In Atradius’s annual payment practices survey the company looks at payment terms and payment duration of the B2B invoices of more than 3,000 companies in 20 European countries. When it comes to being paid on time, there was a big drop off once you got to longer payment terms of more than 90 days. Up to 90 days there was a gradual decline in the percentage of payments made by the invoice due date. For the majority of businesses this is not a big issue: 62% offer payment terms of 30 days or less. However, for the 9% that do give terms of more than 90 days there may be an even bigger problem. Late payment rates don’t really start to recover any ground on shorter payment terms until they are more than 60 days late. And there is not a significant difference until the more than 90 days late category. Even then, 13.2% of invoices with terms of more than 90 days were written off as uncollectible. This is more than 150% of the write off rate of invoices of less than 30 days, and twice that of invoices with 61 to 90 day terms.
On average, most invoices are for shorter terms. More than 60% are 30 days or shorter and more than 80% are 60 days or shorter. However, some markets are more likely to use longer terms and payment behaviour will vary from market to market. No matter which range of payment terms we look at, Western Europe overall has more problems with buyers’ payment behaviour than Eastern Europe. In Eastern Europe, only 5% of B2B invoices were written off compared to 10% in Western Europe. The Nordic markets of Sweden and Denmark were the most difficult to collect payment, with 14% of invoices in both countries written off as uncollectible.
Although not a part of the Atradius survey, you may expect there to be a certain psychology to payment behaviour. For instance, longer payment terms might suggest less urgency to the buyer. If they are willing to wait that long then they won’t mind waiting another month or six. It could be a financing need, for instance, if the product is an intermediate version during the production of the final product, which the buyer then needs to collect payment on before they are able to pay their supplier. On the seller’s side, it could be that they send the buyer fewer reminders about the payment being due. The older an invoice the easier it is to forget. The higher write-off rate may also reflect a shorter amount of time between due date and write off date.
Shorter payment terms tend to keep things fresh in everyone’s mind. They also suggest greater urgency than longer terms do. Being a month late on 20-day terms sounds a lot worse than being a month late on 90-day terms. This again adds to the psychological urgency to pay for seller and buyer.

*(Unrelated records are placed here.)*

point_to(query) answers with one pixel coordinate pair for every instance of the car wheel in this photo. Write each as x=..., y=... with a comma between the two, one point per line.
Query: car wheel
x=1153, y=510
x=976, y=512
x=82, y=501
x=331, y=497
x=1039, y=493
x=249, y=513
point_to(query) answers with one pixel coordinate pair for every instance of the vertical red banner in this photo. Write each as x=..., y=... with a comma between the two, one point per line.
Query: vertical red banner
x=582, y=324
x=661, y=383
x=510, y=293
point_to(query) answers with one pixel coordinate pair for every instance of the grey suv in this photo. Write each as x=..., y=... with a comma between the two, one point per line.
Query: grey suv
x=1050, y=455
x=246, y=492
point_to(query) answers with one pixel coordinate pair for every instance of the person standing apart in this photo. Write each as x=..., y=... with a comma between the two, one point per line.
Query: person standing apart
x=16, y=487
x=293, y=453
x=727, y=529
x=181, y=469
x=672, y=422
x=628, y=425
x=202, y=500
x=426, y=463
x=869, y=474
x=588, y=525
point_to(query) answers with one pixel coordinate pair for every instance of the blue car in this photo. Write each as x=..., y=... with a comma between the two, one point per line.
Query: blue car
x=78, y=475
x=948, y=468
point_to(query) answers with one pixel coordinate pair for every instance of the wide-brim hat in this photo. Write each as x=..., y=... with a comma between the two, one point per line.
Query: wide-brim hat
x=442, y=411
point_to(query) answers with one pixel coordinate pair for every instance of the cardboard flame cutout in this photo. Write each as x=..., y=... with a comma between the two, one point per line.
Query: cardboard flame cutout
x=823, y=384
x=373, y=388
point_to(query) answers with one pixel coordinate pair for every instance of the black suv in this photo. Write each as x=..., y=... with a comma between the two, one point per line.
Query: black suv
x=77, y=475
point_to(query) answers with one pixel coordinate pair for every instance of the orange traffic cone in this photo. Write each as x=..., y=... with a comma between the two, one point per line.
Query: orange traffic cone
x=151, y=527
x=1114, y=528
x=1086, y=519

Setting aside the time it takes to get paid and just focusing on being paid, terms of 61 to 90 days seemed to be the sweet spot for the survey respondents. Only 6.1% of invoices with terms of 61 to 90 days were written off as uncollectible.
No time to be lax
Businesses are facing many risks simultaneously in the current economic environment. In many countries, inflation is at 20-year, and in some cases 40-year highs. Energy costs, supply chain problems, and strong demand have created the perfect storm for the high inflation. The promise of rising financing costs to temper inflation, the continued phase out of government stimulus and the ebb and flow of pandemic-driven lockdowns will only make growing your business more challenging. There is never a time when you should be lax in ensuring your invoices are paid. However, in 2022 global commerce is seeing a return to challenges not experienced in a decade. And in this environment, it is more important than ever that you ensure payment is secured.